Tuesday, February 06, 2007

WS-* is not SOA

I've been reading quite a lot of things recently attacking SOA as heavyweight and unwieldy, but these articles are actually attacking SOAP and various WS-* standards. The point is that these are not the same thing as SOA, in fact I tend to agree that when compared to REST, say, a lot of Web Service standards certainly look rather complex and heavyweight.

Half the problem is that various vendors jumped on Service Oriented Architecture as a way to sell products, they contributed the blurring of the term. I happen to think SOA contains some concepts that can actually really help when building distributed systems - I'd hate those ideas get thrown out with the bathwater, so to speak.

For me SOA is about a way of viewing a distributed system or integration problem, seeing things not as a series of applications to be plumbed together but rather as business units that interact by providing or consuming services.

Processing a customer order might involve a 'warehouse stock check' service, a 'credit check' service, a 'payment service' and a 'schedule delivery' service. Maybe these services all live on the same system, or 4 different systems - what's important is that there are 4 distinct services involved. By talking about these things at the service level we can verify with the business both our understanding and the value those services offer. If we jump straight into technical detail we lose the business involvement and usually end up with integration points between systems that can never be reused with all to often no one remembering why they were built. I see this happening with web services - just recreating the same old problems with new technology.

So what features would we like our services to have?

We want to be able to consume a service without being dependent on the underlying implementation (decoupling) so we can change implementations without disrupting consumers. The change in implementation might be as simple as adding a database column or as complex as replacing a whole legacy system. Exposing a database table via a web service is coupling the user of that web service to the structure of the table - it's not really a service at all, just another api straight into the database.

We want to be able to discover and use services, this implies some kind of service defintion - this doesn't need to be anything complicated, a sequence diagram and message schema will do just fine, nobody needs to start creating WSDL. Discovery can just be manually checking a web page with a list of available services on it, as relationships between business units tends to be long lived fancy automated discovery rarely (in my experience) adds much value.

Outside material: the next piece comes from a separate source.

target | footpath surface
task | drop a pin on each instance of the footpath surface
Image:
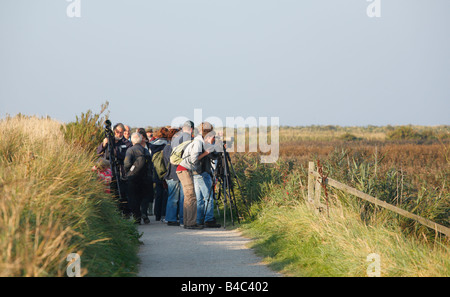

We also want to understand the quality of service we need, retrying a stock check might be fine but retrying a payment request without knowing the status of the previous attempt is probably a bad thing, customers don't like to be charged twice. We need to make a choice here, we could use guaranteed delivery for payment requests but reliable for stock check, or it could be we capture the behaviour in the semantics of the service itself i.e. with duplicate payment requests containing the same order number, say, always being rejected.

Finally we might take the 'customer order' service and offer that up as a service in it's own right, i.e. we can compose services together to create new services. Again no one needs any complex tool to do this, it could just be as simple as an application which processes customers orders (by consuming other services) offering that service up for reuse.

There is a lot more to think about but the point is no web services, no distributed transactions, no expensive orchestration engine. I was involved in building systems like this using simple messaging middleware over 6 years ago - SOA is not heavyweight and complex in of itself, many things which claim to deliver SOA are.